Sun Circle

Friday, October 19, 2012

Tuesday, May 8, 2012

Show changed files in a commit: git show --name-only [SHA]
Show diff files between two commits: git diff --name-only SHA1 SHA2
Show diff files with operations: git diff --name-status SHA1 SHA2
Show modified files with operations: git log --name-status [SHA]

Saturday, July 9, 2011

Using dm-crypt and ecryptfs for data encryption

First of all, dm-crypt is a device mapper in Linux kernel to provide an encrypted disk. eCryptfs is a stacked, or layered filesystem on top of other fs to provide an encrypted view.

dm-crypt To use dm-crypt, it is better using cryptsetup tool instead of the original dmsetup for device mapper.

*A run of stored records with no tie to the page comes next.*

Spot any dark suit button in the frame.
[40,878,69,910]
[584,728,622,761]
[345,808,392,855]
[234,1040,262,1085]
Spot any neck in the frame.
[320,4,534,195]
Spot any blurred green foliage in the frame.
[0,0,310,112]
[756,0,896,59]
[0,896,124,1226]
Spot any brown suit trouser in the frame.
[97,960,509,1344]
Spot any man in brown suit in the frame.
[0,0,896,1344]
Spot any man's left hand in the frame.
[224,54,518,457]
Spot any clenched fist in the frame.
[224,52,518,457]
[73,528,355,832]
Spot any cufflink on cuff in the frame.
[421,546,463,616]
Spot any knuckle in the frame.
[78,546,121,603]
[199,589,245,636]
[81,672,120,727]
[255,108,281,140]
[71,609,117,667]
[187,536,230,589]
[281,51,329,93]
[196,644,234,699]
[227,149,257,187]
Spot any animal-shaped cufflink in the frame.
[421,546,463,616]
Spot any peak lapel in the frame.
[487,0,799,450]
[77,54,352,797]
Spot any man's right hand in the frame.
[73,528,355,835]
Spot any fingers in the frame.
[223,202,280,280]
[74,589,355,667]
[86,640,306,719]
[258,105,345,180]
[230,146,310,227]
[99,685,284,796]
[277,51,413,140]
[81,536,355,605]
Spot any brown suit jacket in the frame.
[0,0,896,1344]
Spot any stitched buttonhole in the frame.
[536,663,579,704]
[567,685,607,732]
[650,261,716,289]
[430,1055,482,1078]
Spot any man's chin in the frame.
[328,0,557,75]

In a Ubuntu box, you need to install it and a hashalot tool first:
sudo apt-get install cryptsetup hashalot
Then modprobe dm-crypt to load the kernel module. To use a device, say /dev/sdb1, we create a mapper like this(su to root to avoid sudo):
cryptsetup -c [cipher-string] -b `blockdev --getsize /dev/sdb1` -h ripemd160 create mapper1 /dev/sdb1
You can find more information in man cryptsetup, here -c specify the cipher in the format of: --, e.g. aes-cbc-plain will use AES algorithm in CBC cipher mode and a 'plain' IV generator. -h ripemd160 specify the hash method to get keys from your passphrase, which will be asked for by the cryptsetup command above. This command create a mapper under /dev/mapper called mapper1. Then you can treat it as a hard drive and mount it, or create a fs first.
Current dm-crypt doesn't allow ECB mode, however, you can easily find the code preventing ECB in /drivers/md/dm-crypt.c and comment it.

To delete it,

cryptsetup remove mapper1

eCryptfs is simpler, just get any empty folder, say /home/name/data, and do a mount:
mount -t ecryptfs /home/name/data /home/name/data
This will hide /home/name/data with the encrypted view provided by eCryptfs. The mount will ask you for some questions, just answer them as you like. Oh, don't forget to modporbe ecryptfs for the kernel module.

Now you might want to measure the performance. Every benchmark has its own features, but one important thing is to clear the page cache before read:
echo 3 > /proc/sys/vm/drop_caches

By the way, both of them work well with KGPU's AES cipher with a little change.

More tips:

OK, more about RAID:

To setup a RAID6 with 10 disks and 128KB chunk using RAMDisks:

mdadm --create /dev/md0 /dev/ram[0-9] -n 10 -l 6 --chunk=128

To set a faulty:

mdadm --manage --set-faulty /dev/md0 /dev/ramX

To remove it:

mdadm --stop /dev/md0

And about dd:

Using [i/o]flag=direct to test real disk performance.

Tuesday, June 21, 2011

Tips from Perl SNMP and Expect project

First of all, a good place to obtain MIBs and query them is SNMP-Link: http://www.snmplink.org/OnLineMIB/.
To use Expect with Perl, a code snippet from Emulab snmpit tool:


    my $spawn_cmd = "telnet $self->{NAME}";
    my $exp = new Expect();
    if (!$exp) {
        # upper layer will check this
        return undef;
    }
    $exp->raw_pty(0);
    $exp->log_stdout(0);
    $exp->spawn($spawn_cmd)
    or die "Cannot spawn $spawn_cmd: $!\n";

    # have to send a newline to make login prompt come out
    $exp->send("\n");
    $exp->expect($CLI_TIMEOUT,
         ["login:", sub {
             my $e = shift;
             $e->send("admin\n");
             exp_continue;}],
         ["password:", sub {
             my $e = shift;
             $e->send($self->{PASSWORD}."\n");
             exp_continue;}],
         [timeout => sub {
             my $e = shift;
             $e->hard_close();
             die "timeout when connect to switch!\n";}],
         [qr/$self->{CLI_PROMPT}/, sub {;}]);

    # Disable paging in CLI output so that no "next page"
    # will bother us.
    $exp->send("disable clipaging\n");
    $exp->expect($CLI_TIMEOUT,
         [qr/$CLI_ERROR_PATTERN/,
          sub {
              my $e = shift;
              die "Incorrect command and result: ".$e->match().
              $e->after()."\n";}],
         [qr/$CLI_PROMPT/ => sub {;}],
         [timeout => sub {
             my $e = shift;
             $e->hard_close();
             die "timeout when connect to switch!\n";}]);

Tuesday, April 19, 2011

Introducing KGPU

The OS augmentation with GPU I mentioned in the last post turns out to be a framework on Linux, the KGPU system. It is now available on Github and Google Code.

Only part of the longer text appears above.